The Stock Exchange of Hong Kong Limited (“SEHK”) on 29 June published (i) a consultation paper on backdoor listing, continuing listing criteria and other rule amendments; and (ii) the guidance letter on listed issuer’s suitability for continued listing (GL96-18).
In recent years, SEHK noted an increase in market activities relating to trading of, and creation of “shell companies”. The shell creation activities involve the listing of new applicants whose sizes and prospects do not appear to justify the cost or purpose associated with a public listing, and listed issuers, who take corporate actions to substantially scale down their original businesses, leaving behind very small operations for the purpose of meeting the continuing listing obligations.

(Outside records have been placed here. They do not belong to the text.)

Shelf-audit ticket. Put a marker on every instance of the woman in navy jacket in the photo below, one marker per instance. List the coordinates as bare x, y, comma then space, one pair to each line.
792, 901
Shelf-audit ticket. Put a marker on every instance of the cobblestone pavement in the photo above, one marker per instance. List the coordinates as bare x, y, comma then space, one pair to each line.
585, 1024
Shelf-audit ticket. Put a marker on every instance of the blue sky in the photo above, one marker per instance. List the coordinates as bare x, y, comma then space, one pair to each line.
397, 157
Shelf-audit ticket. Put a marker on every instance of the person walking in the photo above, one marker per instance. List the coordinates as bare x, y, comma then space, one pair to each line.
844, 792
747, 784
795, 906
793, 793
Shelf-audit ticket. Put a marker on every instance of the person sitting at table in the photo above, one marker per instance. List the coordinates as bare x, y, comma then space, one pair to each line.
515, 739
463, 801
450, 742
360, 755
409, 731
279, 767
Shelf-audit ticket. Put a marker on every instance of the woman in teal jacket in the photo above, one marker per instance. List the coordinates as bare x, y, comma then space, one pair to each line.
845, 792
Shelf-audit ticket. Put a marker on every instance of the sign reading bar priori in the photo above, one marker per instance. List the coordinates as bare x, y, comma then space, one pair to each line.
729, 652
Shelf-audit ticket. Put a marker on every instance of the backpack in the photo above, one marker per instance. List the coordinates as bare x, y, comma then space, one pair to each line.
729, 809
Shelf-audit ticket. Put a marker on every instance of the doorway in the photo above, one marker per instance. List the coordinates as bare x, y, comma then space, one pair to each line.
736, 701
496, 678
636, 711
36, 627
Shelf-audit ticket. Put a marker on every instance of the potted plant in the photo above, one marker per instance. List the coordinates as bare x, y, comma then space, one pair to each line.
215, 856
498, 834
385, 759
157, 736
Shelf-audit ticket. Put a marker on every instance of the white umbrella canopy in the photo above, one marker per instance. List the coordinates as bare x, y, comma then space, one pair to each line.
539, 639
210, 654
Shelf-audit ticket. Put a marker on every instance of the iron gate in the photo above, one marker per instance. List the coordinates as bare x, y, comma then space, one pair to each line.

To maintain a quality market and to curb the shell activities, SEHK proposes to tighten the reverse takeover (RTO) Rules and continuing listing criteria to address concerns about backdoor listings and shell activities. It has also published a guidance letter on listed issuer’s suitability for continued listing as above-mentioned.
The Company Law Committee of the Law Society agreed with most of the changes; it also made supplemental suggestions and comments thereto. The Committee considered that where listed issuers may appear as though they have been taking some evasive acts by using the “backdoor”, those issuers have to go through the same procedures as a new listing, i.e., RTO in the Listing Rules.